This week’s BBA high street bank lending figures showed that whilst mortgage lending is on the rise, net bank lending to British businesses shrank by an average £1.7 billion a month over the past six months.
Louise Beaumont, co-founder of the business finance provider Platform Black, said: “The BBA is seeking to explain this away with its usual “not me guv” indifference by blaming businesses’ lack of demand for loans.
“Yes, it is true that many companies are looking beyond the banks for their cashflow needs. But this is not down to any lack of demand – Britain’s SMEs are crying out for finance.
“The problem is that most high street banks can’t or won’t consider lending to a business without significant assets and security which rules out most of Britain’s small businesses.
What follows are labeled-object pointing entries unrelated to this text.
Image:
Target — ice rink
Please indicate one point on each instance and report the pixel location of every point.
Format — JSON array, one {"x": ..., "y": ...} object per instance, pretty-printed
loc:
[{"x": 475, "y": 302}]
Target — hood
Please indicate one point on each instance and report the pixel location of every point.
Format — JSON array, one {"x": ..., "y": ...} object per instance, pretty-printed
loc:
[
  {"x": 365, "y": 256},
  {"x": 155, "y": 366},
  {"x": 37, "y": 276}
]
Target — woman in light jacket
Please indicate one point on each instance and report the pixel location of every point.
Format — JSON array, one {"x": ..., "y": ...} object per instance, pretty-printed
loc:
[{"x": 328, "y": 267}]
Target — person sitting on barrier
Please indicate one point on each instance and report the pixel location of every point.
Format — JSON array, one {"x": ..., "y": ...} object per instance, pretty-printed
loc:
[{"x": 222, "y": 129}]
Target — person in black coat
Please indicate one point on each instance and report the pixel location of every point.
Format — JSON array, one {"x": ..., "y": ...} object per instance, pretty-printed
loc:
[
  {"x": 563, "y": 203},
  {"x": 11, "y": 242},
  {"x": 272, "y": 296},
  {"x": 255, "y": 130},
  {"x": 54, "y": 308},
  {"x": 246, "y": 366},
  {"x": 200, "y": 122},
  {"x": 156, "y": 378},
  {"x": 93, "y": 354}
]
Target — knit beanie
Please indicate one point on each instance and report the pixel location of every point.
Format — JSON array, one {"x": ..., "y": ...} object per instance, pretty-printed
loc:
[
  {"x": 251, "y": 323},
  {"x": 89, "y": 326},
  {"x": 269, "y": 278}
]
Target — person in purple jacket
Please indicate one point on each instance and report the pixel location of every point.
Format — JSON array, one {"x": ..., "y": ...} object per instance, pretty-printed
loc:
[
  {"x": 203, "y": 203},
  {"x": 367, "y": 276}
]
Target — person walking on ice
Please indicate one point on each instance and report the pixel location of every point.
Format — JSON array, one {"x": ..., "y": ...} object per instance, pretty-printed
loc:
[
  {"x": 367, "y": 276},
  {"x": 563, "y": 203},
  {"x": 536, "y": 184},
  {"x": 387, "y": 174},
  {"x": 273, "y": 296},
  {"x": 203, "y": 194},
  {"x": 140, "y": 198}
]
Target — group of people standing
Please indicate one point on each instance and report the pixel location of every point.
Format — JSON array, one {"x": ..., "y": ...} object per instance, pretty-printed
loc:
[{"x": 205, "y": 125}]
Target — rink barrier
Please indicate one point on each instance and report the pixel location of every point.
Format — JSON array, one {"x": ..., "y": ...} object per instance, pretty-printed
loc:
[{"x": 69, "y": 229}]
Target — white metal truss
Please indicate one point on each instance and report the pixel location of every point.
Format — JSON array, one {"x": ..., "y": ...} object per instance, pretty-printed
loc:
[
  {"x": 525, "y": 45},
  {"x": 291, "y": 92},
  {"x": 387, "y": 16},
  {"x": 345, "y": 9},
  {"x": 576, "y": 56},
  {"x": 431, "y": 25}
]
“The conventional credit pipeline is badly blocked, and the BBA figures confirm that the banks’ continued unwillingness – or inability – to lend to businesses has led ever more companies to seek funds from alternative finance providers.
“The banks still have a vital role to play oiling the wheels of British business, but their monopoly on lending is gone for good.”
Duncan Kreeger, director of peer-to-peer lender West One Loans, agrees: “High street banks still face systemic problems at their very hearts, and non-financial businesses are the ones who are suffering as a result.
“Net finance to these businesses is still depressingly negative – and still unmoved from the average rate of deterioration we’ve seen over the last six months.
“Mainstream lenders face a double challenge of both lending more and bolstering their balance sheets. And in the meantime, scores of businesses are being held back after being turned down for lending by mainstream banks.
“But there are thankfully, some lenders without monolithic balance sheets who are picking up the pieces dropped by the high street.”